Predict: The Next Generation Console Tech

Status
Not open for further replies.
it is rumored that the jan devkit of ps4 will be close to final spec - so they have atleast to include either piledriver or steamroller cores in that apu . piledriver seems much more likly than steamroller in this time .

I think so too for Piledriver. But in the summer there will be the final devkit so I guess there is time for another upgrade with Kaveri (with Sea Islands GPU).

And the last cherry on top will be Volanic Islands based discrete GPU ;)
 
If you simply count pixels, you can calculate that 512kB of Ontario's L2 cache is 3.2 mm² in size. Ontario is on a 40 nm node, so it's not unreasonable to say that 512 kB of L2 cache would be 1.9 mm² on 28 nm, which is assuming a scaling of just 40% (i.e. SRAM on 28 nm is just 40% smaller than SRAM on 40 nm). That would mean a density of 2.1 Mbit/mm². Much closer to my estimate, but still conservative, as I think 28 nm is closer to half the size of 40 nm, not 0.6 times the size.

Oh well, you get my drift. My opinion is that 2 Mbit/mm² is not an unreasonable estimate for SRAM density on 28 nm. It's probably even a pretty low estimate.

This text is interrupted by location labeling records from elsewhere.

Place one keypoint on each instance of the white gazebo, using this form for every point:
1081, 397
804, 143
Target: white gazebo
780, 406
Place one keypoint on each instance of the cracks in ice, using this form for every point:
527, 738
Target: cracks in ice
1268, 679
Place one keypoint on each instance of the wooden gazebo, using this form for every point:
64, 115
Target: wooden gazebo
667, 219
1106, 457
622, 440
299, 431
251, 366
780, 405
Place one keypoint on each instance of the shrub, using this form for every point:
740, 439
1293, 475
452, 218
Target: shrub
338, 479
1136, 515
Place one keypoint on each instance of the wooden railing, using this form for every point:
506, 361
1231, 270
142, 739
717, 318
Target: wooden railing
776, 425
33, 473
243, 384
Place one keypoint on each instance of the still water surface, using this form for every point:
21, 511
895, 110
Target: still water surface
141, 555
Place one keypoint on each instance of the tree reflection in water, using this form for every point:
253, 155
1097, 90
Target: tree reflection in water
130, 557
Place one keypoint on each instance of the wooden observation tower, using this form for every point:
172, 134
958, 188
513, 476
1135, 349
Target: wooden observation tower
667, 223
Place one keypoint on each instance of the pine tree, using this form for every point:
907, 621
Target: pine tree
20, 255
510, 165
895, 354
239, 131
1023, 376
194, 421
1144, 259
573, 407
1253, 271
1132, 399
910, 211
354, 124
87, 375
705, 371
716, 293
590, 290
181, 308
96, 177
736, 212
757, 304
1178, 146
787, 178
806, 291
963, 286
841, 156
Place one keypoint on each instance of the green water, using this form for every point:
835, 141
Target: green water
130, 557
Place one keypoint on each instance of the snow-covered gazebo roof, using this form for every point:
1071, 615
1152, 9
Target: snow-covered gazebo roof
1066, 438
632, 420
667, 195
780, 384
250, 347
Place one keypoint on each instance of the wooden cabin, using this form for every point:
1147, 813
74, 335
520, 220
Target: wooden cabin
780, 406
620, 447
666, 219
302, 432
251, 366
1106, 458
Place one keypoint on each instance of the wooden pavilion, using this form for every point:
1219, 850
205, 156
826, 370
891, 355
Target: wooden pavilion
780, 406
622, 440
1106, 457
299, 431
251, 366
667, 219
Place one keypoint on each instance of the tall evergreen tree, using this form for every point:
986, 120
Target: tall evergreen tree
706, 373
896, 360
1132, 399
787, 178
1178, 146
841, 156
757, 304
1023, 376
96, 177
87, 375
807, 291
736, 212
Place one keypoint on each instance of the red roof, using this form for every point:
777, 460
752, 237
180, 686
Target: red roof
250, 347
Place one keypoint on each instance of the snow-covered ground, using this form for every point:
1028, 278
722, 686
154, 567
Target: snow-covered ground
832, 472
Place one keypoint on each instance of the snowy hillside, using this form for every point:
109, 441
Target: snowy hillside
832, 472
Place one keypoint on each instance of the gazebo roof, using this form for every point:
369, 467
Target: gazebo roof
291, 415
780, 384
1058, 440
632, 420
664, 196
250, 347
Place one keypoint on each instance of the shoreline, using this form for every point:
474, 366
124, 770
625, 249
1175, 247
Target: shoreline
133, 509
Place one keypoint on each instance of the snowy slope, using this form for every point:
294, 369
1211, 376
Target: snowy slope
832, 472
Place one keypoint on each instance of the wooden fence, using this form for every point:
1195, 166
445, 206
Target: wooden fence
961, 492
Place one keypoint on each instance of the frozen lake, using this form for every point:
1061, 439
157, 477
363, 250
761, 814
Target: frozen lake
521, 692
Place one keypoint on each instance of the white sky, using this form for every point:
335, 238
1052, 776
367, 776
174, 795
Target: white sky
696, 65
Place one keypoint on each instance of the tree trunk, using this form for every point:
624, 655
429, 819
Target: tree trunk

Right, well if you do similar pixel counting for Trinity (each Piledriver module has shared 2MB attached), whose die size is 246mm^2 @32nm, you'll find that 2MB (16Mbit) there is ~13mm^2.

So, ~1.2-1.3Mbit/mm^2 @32nm GF.

---

And yes, Intel is not a good comparison at all. ;)

---

Mind you, we don't know who has/have won the contracts to make MS/Sony chips.
 
Right, well if you do similar pixel counting for Trinity (each Piledriver module has shared 2MB attached), whose die size is 246mm^2 @32nm, you'll find that 2MB (16Mbit) there is ~13mm^2.

So, ~1.2-1.3Mbit/mm^2 @32nm GF.
But Piledrivers L2 is also significantly faster (runs at up to about 4 GHz while Bobcat's and Jaguar's half speed L2 is running at 0.8 to maybe 1.2 GHz tops; the absolute latency of Bobcat's L2 is about twice that of Piledriver's L2 despite the smaller size and the simpler function [dedicated vs. shared cache]) and uses a completely different SOI process with a nominally larger feature size. That's very hard to compare.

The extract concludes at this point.